We've been married for 8 years. And over these 8 years its always the same recurring issue over and over again. Everytime we have some private information or development in our lives, careers, family, he feels like he needs to go immediately tell everyone. For example, when i was pregnant, we decided we weren't going to tell anyone for 3 months. He told like four or five people and didnt even consult me or tell me after. I just happened to find out myself. He does this with everything in our life. Recently we are trying for new opportunity in our careers and decided we shouldn't tell anyine until we have something concrete, but ofcourse he told a colleague at his current job when there was absolutely no reason to. I feel like it may jeopardize his current position as he doesnt know this person too well. We go through this everytime and he promises he won't tell anyone but it happens again and again with something else in our lives. I feel like he never really understands me or cares for what we decide.he just listens to me, agrees amd foes on with his life, but then repeats the same thinf the next time. What should i do to make him understand. Talking about it doesn't help. Ive tried every way of talking to him over 8 years. 

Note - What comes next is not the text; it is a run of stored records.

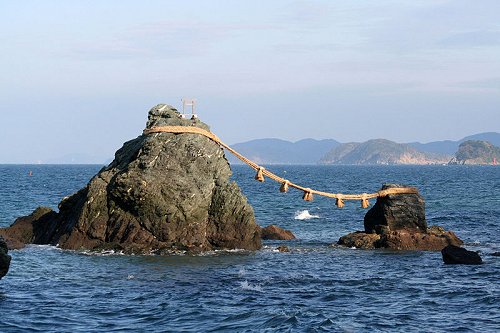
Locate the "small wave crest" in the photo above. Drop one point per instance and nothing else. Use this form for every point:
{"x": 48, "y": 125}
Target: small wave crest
{"x": 304, "y": 215}
{"x": 245, "y": 285}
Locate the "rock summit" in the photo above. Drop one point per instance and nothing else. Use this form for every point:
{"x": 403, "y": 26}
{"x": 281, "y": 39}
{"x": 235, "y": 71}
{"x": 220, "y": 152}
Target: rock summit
{"x": 163, "y": 192}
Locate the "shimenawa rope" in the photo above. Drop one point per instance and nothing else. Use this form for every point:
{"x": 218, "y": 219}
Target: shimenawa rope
{"x": 285, "y": 184}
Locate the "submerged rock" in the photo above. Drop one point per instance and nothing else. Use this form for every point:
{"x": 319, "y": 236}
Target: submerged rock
{"x": 283, "y": 248}
{"x": 162, "y": 192}
{"x": 398, "y": 222}
{"x": 4, "y": 258}
{"x": 458, "y": 255}
{"x": 276, "y": 233}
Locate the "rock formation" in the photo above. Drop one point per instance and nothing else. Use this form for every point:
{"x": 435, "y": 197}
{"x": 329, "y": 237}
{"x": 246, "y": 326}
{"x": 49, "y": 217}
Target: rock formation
{"x": 458, "y": 255}
{"x": 163, "y": 192}
{"x": 398, "y": 222}
{"x": 4, "y": 258}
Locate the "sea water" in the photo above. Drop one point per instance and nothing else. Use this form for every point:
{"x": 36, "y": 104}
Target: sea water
{"x": 316, "y": 287}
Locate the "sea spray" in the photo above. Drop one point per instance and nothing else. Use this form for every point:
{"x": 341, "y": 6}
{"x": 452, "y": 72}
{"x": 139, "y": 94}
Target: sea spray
{"x": 304, "y": 215}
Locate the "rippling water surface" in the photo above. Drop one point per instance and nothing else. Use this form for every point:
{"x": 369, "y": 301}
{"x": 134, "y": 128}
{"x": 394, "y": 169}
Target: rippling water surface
{"x": 316, "y": 287}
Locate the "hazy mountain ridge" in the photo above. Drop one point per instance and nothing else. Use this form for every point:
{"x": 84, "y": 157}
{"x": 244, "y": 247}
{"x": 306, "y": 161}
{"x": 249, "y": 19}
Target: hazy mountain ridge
{"x": 277, "y": 151}
{"x": 476, "y": 152}
{"x": 450, "y": 147}
{"x": 378, "y": 151}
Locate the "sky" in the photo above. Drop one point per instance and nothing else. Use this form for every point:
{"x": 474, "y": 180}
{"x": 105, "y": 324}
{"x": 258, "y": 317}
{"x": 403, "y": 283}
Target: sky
{"x": 78, "y": 77}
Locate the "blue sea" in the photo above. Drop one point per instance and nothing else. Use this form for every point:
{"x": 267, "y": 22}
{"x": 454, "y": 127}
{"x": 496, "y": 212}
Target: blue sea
{"x": 316, "y": 287}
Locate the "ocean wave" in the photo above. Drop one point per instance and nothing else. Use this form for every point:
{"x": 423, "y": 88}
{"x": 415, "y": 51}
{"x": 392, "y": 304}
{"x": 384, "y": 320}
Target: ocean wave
{"x": 245, "y": 285}
{"x": 304, "y": 215}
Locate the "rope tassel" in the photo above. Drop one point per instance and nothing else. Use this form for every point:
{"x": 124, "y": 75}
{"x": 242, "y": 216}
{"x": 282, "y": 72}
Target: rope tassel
{"x": 307, "y": 195}
{"x": 339, "y": 202}
{"x": 364, "y": 201}
{"x": 260, "y": 174}
{"x": 284, "y": 186}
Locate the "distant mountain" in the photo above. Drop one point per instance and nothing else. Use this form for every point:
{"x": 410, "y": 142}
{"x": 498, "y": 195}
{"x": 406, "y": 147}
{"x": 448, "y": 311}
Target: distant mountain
{"x": 310, "y": 151}
{"x": 450, "y": 147}
{"x": 476, "y": 152}
{"x": 277, "y": 151}
{"x": 380, "y": 151}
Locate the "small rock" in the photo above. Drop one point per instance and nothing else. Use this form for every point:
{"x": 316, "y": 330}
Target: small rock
{"x": 4, "y": 258}
{"x": 457, "y": 255}
{"x": 283, "y": 248}
{"x": 397, "y": 221}
{"x": 274, "y": 232}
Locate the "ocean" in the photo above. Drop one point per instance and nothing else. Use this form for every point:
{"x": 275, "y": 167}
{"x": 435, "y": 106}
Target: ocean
{"x": 316, "y": 287}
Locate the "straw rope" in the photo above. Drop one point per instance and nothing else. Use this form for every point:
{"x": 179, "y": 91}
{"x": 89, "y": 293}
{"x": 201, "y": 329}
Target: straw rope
{"x": 285, "y": 183}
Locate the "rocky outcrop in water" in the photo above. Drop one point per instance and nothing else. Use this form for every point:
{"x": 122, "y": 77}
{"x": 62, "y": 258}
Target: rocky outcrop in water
{"x": 398, "y": 222}
{"x": 458, "y": 255}
{"x": 4, "y": 258}
{"x": 163, "y": 192}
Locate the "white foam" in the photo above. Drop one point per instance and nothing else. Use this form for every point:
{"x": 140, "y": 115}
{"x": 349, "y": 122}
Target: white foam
{"x": 248, "y": 286}
{"x": 304, "y": 215}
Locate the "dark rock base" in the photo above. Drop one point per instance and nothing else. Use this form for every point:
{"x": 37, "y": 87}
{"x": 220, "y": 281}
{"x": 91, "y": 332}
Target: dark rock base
{"x": 4, "y": 258}
{"x": 458, "y": 255}
{"x": 434, "y": 240}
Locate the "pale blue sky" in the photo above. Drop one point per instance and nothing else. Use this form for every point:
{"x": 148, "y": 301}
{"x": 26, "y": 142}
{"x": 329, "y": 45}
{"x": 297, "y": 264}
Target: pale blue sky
{"x": 79, "y": 76}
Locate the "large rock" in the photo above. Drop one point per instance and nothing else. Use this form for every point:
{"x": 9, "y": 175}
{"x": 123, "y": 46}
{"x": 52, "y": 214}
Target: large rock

I dont want to jeopardise anything good we have going for ourselves. Why is it so hard for him to contain himself?


----------



## Anthony Wellers (Jul 29, 2017)

I've met a few people like this in my time (fortunately they are few and far between).

Sounds like he's just the kind of guy that can't contain his enthusiasm. Other than getting an electro-shock collar that kicks in every time he's about to say something he shouldn't, I'm at a loss.


----------



## chillymorn69 (Jun 27, 2016)

Nothing you can do some people just can't help it their blabber mouths.

He probably tell everybody everything including your sex life .


----------



## Lrentz (Jul 3, 2015)

chillymorn69 said:


> Nothing you can do some people just can't help it their blabber mouths.
> 
> He probably tell everybody everything including your sex life .


He isn't usually a blabber mouth. He can't lie when someone is trying to get information from him, and he can't stop himself from talking about something that he's really excited about in his life. These two things get him into trouble.


----------



## chillymorn69 (Jun 27, 2016)

Lrentz said:


> He isn't usually a blabber mouth. He can't lie when someone is trying to get information from him, and he can't stop himself from talking about something that he's really excited about in his life. These two things get him into trouble.


Maybe counceling?

Hmm, would he agree with you that he needs to stfu if so maybe he would be open to counceling.


----------



## Satya (Jun 22, 2012)

Sounds like he may need a lot of outside validation. It could be simple enthusiasm, bur IME those who tell all get validation from positive response.

I'm the same as you, OP. I like to keep my private life, private. I've been screwed over in the past by people who use knowledge against me.

As an example, I'd have been livid if my H told people about an early pregnancy. What if you'd lost the baby? That's just not very sensitive to you to tell people while you are still waiting to make it through the first trimester.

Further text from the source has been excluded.